In Hannover ist diese Rosenszene ein Memory-Spiel. In der strahlend weißen Villa, die Kazuko Watanabe gebaut hat, knien Pelléas und Mélisande am Boden, Kärtchen aufhebend. Es ist, als würde das Geplänkel eines flirtenden Paares im 21. Jahrhundert simultan ins Abgründige übersetzt - bis dann Pelléas, eine Karte betrachtend, ruft: "Das ist keine Rose!" und sich die Szene mit dem Text wieder wörtlich deckt. Die Regisseure Jossi Wieler und Sergio Morabito können mit diesem Schwanken umso virtuoser spielen, als ihr Familienporträt von bestechender Präzision ist: Wie da heile Welt gespielt wird, während schon Eifersucht giftet - beklemmend. Chef der Beletage ist Arkel, jeanstragender Althippie mit Haschpfeife, unendlich tolerant, der milde zur dräuenden Katastrophe lächelt. Ihr Vollstrecker Golaud (Oliver Zwarg), Mélisandes Gemahl, ist ein Hüne im Anzug, dem die verdrängten Gefühle in Hand und Bein zucken. Bedrohlich klingt er, doch weich und anrührend auch. Sein Bruder Pelléas (Will Hartmann, dessen Tenor genauso gut sitzt wie sein Muscle-Shirt), betet naiv seine Traumfrau an. Alla Kravchuk gibt eine wunderschöne Mélisande, singt Töne wie aus einer frischen Quelle und schaut, als Einzige von ungeklärter Herkunft, mit Staunen auf die Ereignisse.

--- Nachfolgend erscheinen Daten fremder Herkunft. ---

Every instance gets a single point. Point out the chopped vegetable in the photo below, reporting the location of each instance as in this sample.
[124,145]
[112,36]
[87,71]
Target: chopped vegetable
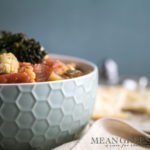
[8,63]
[25,49]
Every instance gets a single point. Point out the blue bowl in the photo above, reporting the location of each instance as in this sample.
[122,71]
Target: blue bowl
[45,115]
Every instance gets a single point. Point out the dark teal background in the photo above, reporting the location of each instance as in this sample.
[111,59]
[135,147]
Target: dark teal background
[92,29]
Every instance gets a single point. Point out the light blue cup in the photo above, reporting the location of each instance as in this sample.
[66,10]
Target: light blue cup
[45,115]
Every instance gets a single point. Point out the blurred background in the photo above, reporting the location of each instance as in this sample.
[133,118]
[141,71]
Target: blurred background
[91,29]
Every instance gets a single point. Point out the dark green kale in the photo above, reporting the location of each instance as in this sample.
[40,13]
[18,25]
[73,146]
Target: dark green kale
[25,49]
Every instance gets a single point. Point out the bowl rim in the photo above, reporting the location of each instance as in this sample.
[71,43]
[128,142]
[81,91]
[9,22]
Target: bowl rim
[65,57]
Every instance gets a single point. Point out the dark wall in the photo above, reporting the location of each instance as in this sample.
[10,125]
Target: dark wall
[92,29]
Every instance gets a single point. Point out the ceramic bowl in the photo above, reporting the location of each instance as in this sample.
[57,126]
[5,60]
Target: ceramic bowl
[45,115]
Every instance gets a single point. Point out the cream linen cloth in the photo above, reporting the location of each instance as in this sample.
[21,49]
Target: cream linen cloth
[110,134]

In Basel dagegen gibt es keine Milieustudien, keine Analyse. Die Männer tragen Arbeitsschürzen wie in einem Handwerksbetrieb, vielleicht verarbeitet man Fisch oder Holz, aber zu sehen ist immer nur dieses seltsame, aufgeständerte Bassin, entworfen von Jens Kilian, durch dessen Wände ab und zu wie ein Geist eine Tänzerin schlüpft. Sie bewegt sich mit kommentierenden und beschwörenden Bewegungen zwischen den Personen und den gelben Säulen, die in den Raum ragen oder auf ihm lasten, während die Nacht "dick wie vergifteter Teig" ist. Vom provisorisch und werkstattartig tastenden Beginn gelangt man mit dem verliebten Paar zu einer Kinderwahrnehmung der Welt. Pelléas und Mélisande begeben sich einmal, den verlorenen Ring suchend, unter den großen Kasten, wo schon andere Gestalten herumrobben, in Decken gehüllt wie Kinder, die unterm Bett Monster spielen. Da kauern sie beide nun, geborgen und gespannt, im fahlen Halblicht und in Debussys weitreichender Musik. Und plötzlich sieht man die Welt wie früher: Wie seltsam und ledern die Erwachsenen dahinten im Schatten stehen! Wie unbegreiflich deren Planen und Gesetz, wie köstlich die Gewissheit, ihnen heimlich davonfliegen zu können. Schloemer spielt in solchen Momenten mit der Fantasie des Publikums und öffnet sie wie eine angelehnte Tür. Auch, weil die Sänger in diesem Ungefähr starke Identitäten haben. Der alte König Arkel, vom jungen Konstantin Gorny gesungen, ist ein zwischen Tyrann und Tröster aufgespaltener Charakter. Golaud (Björn Waag und Andrew Murphy) wird getrieben von seinem Eifersuchtsdrang, der (eingesprungene) Pelléas von Gérard Thérvel ist ein Abwartender, der in Liebe aufgeht, sobald sie ihn erfasst, während Maya Boogs Basler Mélisande herbe wirkt.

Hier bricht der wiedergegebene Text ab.